I convinced Fernando Gutierrez from Atlas Spring to stop by the shop and discuss making my front springs. I wanted Clampy as low as possible, and was willing to trade uptravel for a wide, stable rockcrawler. Gutierrez and I decided on a near flat leaf pack, 45 1/2 inches from front hanger to shackle hanger. This would actually push the spring into negative arch under full stuff. The center pin was located off center so that it would sit 20 inches from the front hanger to give more firewall clearance for the tires. After wheeling with this setup, I would have gone with maybe an inch more lift, since the springs settled slightly with the weight of a winch and from extreme articulation.

The front shackles must match the outboard location of the front hangers, but since the frame steps outward behind the front axletube, Sky offers special offset shackles. I measured 45 1/2 inches from the front spring hanger bolt, used the supplied template to mark the inside and outside of the frame about centered under the body mount, and started cutting with my Spectrum 625. I originally thought you could duplicate this cut with a quality holesaw, but inside the frame are some gussets that need to be cut through as well. Once I had the holes cut, I installed the springs and offset shackles to determine where the frame sleeve should be welded. By measuring from corresponding frame openings side to side and diagonally, I made sure everything was square before tacking the sleeve in place. Next I removed the bushings and burned steel to rusty steel with my Millermatic 210 MIG.
About this time I told my buddy JR that I was hosting a sorority kegger at the shop and he should stop by with his grinder and work clothes. Unfortunately the girls of Tapa Lota Pi had left before he made it, so instead he got to help me repair the rusted framerails on the back of Clampy. JR showed me a trick where laying a rough cut piece of poster board over the area we wanted to repair and tapping the frame through it with a hammer left a mark on the paper that we could then cut along. This gave us a template, which I then copied onto a sheet of 1/8-inch steel and cut out with the Spectrum 625. JR recommended cutting the steel 1/2 inch taller than the framerails, and then once we tack-welded the ends into place we just pounded the top and bottom 1/4 inch over. I realized later that I should have spent more time - or got JR to spend more time - grinding and cleaning the framerails, as just a small bit of rust would contaminate my welds. The final beads were gorilla style - big and ugly, but strong.


With the frame repaired I was ready to start the rear suspension. While digging around in the 4-Wheel and Off-Road storage I found a set of Tuff Country 5-inch (PN 19590) rear springs for 1988-1998 Chevy trucks that were left over from a previous project. These 60-inch springs are plenty long and, with the overload leaf removed, should flex really well. Plus by going spring-under rather than spring-over they should help fight the spring wrap Toyotas are notorious for. The Dana 70 I used was spring-over, but the spring perches were in the wrong place, so I had to cut them off and grind the housing clean. I also left the drums since I wanted the future option of hooking up the parking brake. I got the heavy-duty spring perches from Off Road Unlimited, used the stock Dodge U-bolt plates since they have shock mounts built in, and had some new square U-bolts made at a local spring shop. Check out those trick lower spring plates from Dynatrac with the ends angle cut to help these low-slung leaves slide over obstacles.

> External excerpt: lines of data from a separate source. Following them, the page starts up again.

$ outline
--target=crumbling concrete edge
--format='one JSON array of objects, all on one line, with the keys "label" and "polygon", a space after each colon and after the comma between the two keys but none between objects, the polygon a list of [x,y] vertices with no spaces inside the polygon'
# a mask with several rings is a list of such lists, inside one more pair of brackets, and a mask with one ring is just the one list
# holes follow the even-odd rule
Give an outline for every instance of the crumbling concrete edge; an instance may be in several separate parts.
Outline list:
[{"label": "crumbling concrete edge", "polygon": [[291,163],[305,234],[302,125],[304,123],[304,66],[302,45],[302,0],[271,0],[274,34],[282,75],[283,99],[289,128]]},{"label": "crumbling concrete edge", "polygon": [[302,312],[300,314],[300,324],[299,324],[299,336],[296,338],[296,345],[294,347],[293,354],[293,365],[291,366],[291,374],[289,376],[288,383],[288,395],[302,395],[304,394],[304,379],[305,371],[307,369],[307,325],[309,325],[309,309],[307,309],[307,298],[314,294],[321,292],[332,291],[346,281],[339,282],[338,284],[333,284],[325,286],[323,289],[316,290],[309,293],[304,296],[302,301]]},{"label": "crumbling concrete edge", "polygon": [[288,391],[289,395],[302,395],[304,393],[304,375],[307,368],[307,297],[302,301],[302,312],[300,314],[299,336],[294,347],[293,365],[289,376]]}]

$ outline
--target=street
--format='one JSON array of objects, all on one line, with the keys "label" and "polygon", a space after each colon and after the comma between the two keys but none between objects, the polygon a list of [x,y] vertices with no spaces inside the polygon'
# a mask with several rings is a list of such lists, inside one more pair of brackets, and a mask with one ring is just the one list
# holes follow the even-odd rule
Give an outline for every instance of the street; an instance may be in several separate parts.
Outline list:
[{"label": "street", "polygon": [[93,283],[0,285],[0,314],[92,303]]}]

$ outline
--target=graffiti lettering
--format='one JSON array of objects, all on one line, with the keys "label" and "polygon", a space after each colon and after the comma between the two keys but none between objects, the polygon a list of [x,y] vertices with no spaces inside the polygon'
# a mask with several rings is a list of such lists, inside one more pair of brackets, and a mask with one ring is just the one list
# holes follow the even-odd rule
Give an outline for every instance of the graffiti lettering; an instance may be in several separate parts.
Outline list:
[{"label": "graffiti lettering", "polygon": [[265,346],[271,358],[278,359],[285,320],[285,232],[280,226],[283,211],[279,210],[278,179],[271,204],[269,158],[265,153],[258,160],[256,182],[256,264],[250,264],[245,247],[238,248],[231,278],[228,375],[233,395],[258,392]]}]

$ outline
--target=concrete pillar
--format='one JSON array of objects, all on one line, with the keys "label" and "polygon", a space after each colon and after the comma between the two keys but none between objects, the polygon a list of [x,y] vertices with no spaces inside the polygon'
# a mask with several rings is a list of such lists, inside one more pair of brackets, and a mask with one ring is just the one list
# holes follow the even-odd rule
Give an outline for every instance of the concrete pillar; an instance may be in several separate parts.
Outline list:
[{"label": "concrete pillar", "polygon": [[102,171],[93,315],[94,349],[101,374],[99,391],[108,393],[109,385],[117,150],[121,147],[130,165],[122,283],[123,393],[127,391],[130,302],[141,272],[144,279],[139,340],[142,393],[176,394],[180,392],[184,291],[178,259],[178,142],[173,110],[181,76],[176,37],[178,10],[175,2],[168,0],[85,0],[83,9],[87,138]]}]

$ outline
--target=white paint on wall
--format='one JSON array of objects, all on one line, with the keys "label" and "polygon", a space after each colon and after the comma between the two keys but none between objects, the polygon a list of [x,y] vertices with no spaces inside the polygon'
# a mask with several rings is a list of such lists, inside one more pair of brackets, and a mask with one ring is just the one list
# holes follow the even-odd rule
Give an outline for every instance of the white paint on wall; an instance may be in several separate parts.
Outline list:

The stock rear-spring hanger was cut off and the new ones clamped in place 11 3/4 inches farther forward as per Sky Manufacturing's instructions. The angled design helped in many situations, but during UA I had to adjust my line over big rocks a couple times in order to keep from getting hung up on them.
Sky's heavy-duty shackle hanger is a TIG-welded little gem that gets welded on just behind where the stock shackle was. I installed a rear crossmember/bumper to strengthen the rear of the frame, and booger-welded the shackle hanger on with my MIG gun. After the trip I realized that the shackle hanger should have been about an inch farther forward to get a better shackle angle, and to help keep the shackle from being pushed forward under extreme articulation.